Survey Finds One in Four Ukrainian Refugees Want to Settle in JapanSociety Politics
Approximately 25% of Ukrainian refugees currently in Japan say they “want to stay in Japan as long as possible,” expressing their intention to settle in the country in a survey conducted by the Nippon Foundation. When taking into consideration the number of respondents who “want to stay in Japan for the time being until the situation in Ukraine becomes stable,” the results showed that more than 65% want to stay long term in Japan.
The online survey was aimed at evacuees aged 18 or over who are receiving assistance from the Nippon Foundation. It was conducted from late November through early December and 750 people responded. Of the 2,179 evacuees (as of December 9), The Nippon Foundation had provided 1,608 with support for travel and living expenses.
Respondents were asked what other support they needed, apart from benefits and daily commodities. At 55.9%, the most common answer was help with “entertainment and sightseeing.” This was followed by “job opportunities and occupational training” with 39.2%, “connecting those who want support with local support groups” at 36.7%, and “making Japanese friends” at 36.0%.
Concerning their circumstances and feelings in the most recent two weeks, approximately 70% of evacuees concurred that they “have trouble sleeping,” based on tallying the replies stating “almost every day,” “comparatively often,” and “sometimes.” Around 60% in total said that they “feel lonely” and the same number of respondents also said they “can’t concentrate on things.”

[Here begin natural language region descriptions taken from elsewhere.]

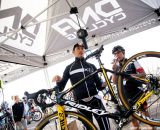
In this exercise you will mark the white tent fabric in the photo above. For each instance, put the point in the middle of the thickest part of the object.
(40, 33)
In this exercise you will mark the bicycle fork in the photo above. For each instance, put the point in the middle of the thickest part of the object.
(62, 118)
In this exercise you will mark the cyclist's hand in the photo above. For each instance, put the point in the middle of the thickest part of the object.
(56, 78)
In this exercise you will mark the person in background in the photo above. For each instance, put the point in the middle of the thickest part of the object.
(26, 110)
(86, 93)
(19, 114)
(131, 86)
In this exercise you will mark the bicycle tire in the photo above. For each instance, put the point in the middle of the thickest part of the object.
(37, 116)
(49, 122)
(153, 59)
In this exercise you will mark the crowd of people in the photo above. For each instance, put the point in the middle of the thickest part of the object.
(19, 111)
(87, 92)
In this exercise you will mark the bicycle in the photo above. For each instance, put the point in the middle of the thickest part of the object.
(151, 86)
(6, 121)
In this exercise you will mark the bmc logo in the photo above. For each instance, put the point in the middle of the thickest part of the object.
(26, 37)
(104, 13)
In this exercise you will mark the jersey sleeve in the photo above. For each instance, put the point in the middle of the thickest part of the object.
(64, 80)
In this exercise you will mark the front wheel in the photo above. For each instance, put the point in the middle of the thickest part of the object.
(36, 115)
(150, 61)
(75, 119)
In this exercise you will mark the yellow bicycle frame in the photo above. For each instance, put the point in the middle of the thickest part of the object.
(143, 98)
(61, 117)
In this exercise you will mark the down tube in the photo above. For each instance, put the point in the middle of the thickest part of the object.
(62, 118)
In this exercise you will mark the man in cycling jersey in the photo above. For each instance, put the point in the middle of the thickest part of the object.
(132, 86)
(87, 92)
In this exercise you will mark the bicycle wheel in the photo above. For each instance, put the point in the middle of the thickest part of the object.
(37, 116)
(150, 61)
(51, 122)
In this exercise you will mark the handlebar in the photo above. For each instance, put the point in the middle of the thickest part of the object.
(40, 97)
(95, 53)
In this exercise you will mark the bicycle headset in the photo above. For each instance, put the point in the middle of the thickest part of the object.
(118, 48)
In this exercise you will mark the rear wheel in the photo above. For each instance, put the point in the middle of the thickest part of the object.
(51, 122)
(150, 61)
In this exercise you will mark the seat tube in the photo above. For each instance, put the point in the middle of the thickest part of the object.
(62, 118)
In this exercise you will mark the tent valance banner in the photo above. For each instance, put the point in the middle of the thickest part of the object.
(40, 33)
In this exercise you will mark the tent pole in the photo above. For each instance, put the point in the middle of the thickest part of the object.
(47, 78)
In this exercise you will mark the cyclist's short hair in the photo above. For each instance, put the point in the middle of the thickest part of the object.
(118, 48)
(77, 45)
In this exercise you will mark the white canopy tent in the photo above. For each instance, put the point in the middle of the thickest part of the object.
(37, 34)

Among the answers to open questions, while some expressed gratitude, there were also a number of comments indicating the struggles refugees face, including one who said “I applied for a Japanese language program and was allocated a place at a school far away from my friends living in Japan. I want to move to Tokyo so I can attend events, meet friends, and find a job.” Another pointed out that “there are hardly any exchange events for Ukrainian refugees in the area where I’m living.”